In August, WhatsApp announced that it would start sharing user data with the parent company, Facebook. Supposedly, the social platform would use the data to deliver better ads and gain more information about the people who are using the instant messaging app.
However, when this agreement was made public, many people protested and were outraged. Many believed that this deal was unfair and that it shouldn’t be allowed. WhatsApp was in quite a difficult position, since it had previously engaged to keep users’ data private. Moreover, the company had claimed in the past that it didn’t want to use the platform for ads.
But now it seems the company is quite in trouble, or at least in Germany. The data protection commissioner in Hamburg issued now an administrative order that bans Facebook from sharing any information with WhatsApp all over Germany. Moreover, they ordered Facebook to delete all the information already received from WhatsApp.

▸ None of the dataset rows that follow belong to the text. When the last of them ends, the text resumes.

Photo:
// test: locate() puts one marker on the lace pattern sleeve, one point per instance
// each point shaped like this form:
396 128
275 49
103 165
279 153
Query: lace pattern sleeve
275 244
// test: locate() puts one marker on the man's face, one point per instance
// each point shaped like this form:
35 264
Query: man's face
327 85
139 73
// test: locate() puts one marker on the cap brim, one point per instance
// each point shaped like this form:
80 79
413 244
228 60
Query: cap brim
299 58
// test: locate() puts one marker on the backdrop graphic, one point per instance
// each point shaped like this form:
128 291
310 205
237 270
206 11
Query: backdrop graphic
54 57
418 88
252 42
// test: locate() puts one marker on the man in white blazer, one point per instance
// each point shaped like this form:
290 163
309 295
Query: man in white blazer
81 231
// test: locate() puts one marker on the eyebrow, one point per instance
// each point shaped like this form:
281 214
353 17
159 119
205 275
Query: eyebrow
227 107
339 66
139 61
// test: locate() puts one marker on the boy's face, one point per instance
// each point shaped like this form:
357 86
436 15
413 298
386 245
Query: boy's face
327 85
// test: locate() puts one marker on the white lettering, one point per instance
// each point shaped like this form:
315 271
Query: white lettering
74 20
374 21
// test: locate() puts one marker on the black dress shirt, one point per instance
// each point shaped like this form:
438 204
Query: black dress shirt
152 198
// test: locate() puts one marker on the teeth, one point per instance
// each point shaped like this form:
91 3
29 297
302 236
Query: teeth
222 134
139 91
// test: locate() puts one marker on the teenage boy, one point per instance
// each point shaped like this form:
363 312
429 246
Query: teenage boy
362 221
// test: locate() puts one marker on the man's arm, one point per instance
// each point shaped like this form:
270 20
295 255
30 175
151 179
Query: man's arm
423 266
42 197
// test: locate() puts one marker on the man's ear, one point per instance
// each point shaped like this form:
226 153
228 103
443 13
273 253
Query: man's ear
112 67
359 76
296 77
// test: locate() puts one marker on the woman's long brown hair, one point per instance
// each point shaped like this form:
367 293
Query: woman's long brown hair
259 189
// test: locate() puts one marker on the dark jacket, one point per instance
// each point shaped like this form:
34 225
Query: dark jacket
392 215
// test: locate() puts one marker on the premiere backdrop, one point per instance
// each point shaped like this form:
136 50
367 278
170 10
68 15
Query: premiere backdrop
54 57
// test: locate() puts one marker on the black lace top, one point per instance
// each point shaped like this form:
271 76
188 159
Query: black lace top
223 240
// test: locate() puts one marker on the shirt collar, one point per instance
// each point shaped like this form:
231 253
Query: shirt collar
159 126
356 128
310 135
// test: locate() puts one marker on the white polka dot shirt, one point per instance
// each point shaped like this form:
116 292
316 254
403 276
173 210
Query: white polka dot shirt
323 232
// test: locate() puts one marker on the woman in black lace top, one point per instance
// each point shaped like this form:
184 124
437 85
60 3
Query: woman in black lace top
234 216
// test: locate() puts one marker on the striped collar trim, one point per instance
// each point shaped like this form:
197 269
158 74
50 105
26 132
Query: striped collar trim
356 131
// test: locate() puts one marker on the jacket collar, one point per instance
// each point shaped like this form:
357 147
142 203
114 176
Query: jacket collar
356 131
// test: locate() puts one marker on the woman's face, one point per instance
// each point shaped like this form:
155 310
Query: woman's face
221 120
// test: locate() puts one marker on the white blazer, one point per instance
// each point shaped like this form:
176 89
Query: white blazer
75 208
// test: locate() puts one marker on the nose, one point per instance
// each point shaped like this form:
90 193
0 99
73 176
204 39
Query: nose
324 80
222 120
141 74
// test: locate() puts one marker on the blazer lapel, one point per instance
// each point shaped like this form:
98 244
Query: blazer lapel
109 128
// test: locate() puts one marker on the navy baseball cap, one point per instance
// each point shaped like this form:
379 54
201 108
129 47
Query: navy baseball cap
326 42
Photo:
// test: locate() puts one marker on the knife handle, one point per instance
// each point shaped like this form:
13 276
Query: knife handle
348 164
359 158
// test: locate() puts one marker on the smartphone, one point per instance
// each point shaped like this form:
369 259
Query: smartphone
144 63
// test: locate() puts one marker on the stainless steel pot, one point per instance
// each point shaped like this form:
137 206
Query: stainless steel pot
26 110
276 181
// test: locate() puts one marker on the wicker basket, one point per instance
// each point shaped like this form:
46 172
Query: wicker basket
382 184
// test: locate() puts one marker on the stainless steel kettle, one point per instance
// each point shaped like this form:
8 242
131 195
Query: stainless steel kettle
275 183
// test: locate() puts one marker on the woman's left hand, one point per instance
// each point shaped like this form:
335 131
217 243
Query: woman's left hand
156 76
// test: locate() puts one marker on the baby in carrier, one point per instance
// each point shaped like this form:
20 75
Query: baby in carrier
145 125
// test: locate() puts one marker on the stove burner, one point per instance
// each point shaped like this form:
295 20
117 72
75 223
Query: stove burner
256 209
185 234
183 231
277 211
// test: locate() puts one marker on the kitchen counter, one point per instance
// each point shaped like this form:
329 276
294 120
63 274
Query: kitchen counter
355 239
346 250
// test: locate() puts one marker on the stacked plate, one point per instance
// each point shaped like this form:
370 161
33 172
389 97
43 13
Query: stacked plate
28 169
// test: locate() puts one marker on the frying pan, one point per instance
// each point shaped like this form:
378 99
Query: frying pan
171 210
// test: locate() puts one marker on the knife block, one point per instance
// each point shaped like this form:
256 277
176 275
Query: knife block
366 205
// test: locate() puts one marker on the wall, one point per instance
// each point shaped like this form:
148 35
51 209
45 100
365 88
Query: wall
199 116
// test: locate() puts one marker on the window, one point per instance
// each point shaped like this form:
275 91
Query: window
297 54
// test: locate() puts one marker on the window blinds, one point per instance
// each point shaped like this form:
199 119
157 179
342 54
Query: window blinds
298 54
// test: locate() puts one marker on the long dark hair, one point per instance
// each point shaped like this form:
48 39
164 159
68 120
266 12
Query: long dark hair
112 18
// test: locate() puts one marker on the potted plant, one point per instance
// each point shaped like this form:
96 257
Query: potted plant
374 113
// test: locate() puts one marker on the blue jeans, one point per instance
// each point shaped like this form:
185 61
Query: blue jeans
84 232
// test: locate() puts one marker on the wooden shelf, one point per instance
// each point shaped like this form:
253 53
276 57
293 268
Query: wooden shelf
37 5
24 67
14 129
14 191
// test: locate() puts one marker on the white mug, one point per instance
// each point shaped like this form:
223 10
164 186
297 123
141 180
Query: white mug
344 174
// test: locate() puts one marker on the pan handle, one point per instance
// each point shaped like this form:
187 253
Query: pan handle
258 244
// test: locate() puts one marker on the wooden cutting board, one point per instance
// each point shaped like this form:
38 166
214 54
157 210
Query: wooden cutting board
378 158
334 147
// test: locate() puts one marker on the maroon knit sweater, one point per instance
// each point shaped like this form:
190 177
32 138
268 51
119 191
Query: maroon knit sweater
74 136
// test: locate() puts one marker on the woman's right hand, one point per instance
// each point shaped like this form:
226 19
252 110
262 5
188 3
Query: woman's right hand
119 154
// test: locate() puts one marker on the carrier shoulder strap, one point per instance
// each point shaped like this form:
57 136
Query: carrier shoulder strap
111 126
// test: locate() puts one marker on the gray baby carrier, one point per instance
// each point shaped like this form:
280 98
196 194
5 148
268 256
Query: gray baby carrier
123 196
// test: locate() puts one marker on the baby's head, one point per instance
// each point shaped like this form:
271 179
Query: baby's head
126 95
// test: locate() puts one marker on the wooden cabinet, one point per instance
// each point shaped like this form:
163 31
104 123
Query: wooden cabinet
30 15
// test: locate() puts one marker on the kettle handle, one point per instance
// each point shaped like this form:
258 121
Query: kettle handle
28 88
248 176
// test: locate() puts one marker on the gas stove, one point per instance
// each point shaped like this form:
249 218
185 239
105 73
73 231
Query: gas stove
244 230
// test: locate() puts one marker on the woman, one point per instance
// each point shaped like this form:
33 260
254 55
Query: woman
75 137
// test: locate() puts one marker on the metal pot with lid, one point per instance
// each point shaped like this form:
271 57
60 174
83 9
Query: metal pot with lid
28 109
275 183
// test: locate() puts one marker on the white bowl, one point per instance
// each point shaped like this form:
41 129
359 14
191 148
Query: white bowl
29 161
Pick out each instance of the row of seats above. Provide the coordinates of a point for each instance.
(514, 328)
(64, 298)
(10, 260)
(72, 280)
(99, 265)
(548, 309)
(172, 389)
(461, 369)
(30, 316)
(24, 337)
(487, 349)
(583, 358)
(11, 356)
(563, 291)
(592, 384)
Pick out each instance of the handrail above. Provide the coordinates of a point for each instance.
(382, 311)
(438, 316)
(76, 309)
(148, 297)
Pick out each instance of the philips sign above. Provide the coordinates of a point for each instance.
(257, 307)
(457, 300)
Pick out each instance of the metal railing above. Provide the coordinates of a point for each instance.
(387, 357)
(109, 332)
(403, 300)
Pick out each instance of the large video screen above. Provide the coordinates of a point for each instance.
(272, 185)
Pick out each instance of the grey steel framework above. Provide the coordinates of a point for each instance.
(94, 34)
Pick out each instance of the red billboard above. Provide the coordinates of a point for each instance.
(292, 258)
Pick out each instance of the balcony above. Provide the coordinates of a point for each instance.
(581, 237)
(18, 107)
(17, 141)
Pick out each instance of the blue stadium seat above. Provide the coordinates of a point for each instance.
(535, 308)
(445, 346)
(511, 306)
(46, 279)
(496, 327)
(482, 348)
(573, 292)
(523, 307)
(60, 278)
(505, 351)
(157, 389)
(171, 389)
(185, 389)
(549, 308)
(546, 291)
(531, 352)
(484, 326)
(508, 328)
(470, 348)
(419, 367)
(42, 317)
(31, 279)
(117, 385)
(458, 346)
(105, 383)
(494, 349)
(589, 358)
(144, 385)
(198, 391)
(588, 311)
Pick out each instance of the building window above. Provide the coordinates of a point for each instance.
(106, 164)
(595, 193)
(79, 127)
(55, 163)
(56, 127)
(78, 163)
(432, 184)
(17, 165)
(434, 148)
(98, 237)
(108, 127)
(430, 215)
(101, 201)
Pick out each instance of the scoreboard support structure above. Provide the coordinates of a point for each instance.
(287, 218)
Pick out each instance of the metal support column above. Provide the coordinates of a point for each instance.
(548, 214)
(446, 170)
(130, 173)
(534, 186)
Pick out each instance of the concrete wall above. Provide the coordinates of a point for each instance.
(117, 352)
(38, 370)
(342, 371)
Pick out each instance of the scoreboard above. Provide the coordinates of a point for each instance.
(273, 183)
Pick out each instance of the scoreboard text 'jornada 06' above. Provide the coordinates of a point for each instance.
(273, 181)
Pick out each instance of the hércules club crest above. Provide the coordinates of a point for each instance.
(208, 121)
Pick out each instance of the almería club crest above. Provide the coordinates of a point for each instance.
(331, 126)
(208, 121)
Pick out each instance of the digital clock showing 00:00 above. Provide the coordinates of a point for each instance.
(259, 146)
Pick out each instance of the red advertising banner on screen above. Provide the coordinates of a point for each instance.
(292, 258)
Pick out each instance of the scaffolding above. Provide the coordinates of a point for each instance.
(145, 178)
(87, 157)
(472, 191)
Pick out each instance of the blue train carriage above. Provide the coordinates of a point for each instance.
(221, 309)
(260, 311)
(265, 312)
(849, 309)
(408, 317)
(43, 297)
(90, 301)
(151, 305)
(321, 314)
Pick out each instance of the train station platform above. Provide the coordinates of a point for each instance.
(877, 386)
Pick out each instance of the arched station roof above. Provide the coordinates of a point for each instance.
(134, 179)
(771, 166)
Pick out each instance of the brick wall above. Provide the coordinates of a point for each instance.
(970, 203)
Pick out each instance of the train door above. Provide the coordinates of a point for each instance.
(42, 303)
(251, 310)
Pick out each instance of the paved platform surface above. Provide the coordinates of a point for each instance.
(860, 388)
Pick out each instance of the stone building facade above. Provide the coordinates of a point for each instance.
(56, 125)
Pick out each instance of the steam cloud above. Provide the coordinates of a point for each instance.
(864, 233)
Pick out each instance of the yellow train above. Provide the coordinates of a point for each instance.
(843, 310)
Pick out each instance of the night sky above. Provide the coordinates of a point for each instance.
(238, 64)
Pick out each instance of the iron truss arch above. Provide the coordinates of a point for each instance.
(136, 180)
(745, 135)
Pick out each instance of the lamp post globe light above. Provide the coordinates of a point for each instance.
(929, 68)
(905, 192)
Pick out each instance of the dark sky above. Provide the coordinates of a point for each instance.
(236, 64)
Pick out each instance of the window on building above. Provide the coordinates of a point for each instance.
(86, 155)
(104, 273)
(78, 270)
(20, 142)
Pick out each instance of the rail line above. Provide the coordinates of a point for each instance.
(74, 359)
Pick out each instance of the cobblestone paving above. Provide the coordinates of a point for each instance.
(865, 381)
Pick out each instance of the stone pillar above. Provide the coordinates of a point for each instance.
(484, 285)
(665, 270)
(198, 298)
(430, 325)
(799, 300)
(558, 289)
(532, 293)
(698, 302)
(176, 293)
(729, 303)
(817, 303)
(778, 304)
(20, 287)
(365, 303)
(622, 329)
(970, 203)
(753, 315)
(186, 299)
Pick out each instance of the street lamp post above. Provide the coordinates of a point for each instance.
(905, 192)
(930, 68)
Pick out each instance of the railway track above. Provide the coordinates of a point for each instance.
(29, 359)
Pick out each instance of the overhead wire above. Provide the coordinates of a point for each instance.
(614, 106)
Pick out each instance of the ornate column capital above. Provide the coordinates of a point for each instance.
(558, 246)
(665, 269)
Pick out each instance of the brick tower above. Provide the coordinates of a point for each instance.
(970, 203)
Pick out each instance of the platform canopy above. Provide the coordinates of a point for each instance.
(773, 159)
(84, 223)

The administrative order’s purpose is to make sure that 35 million WhatsApp users in Germany keep their data secured. After all, it should be the users’ decision to share information and connect their Whatsapp accounts to Facebook. As such, the company should ask for their permission before doing so, which has not happened.
Moreover, it seems that WhatsApp has uploaded contact details from the address books of millions of users, even if they had nothing to do with the instant messaging app or with Facebook. Facebook declared that no data has been collected.
What do you think? Could this data protection order set the precedent for other countries to follow?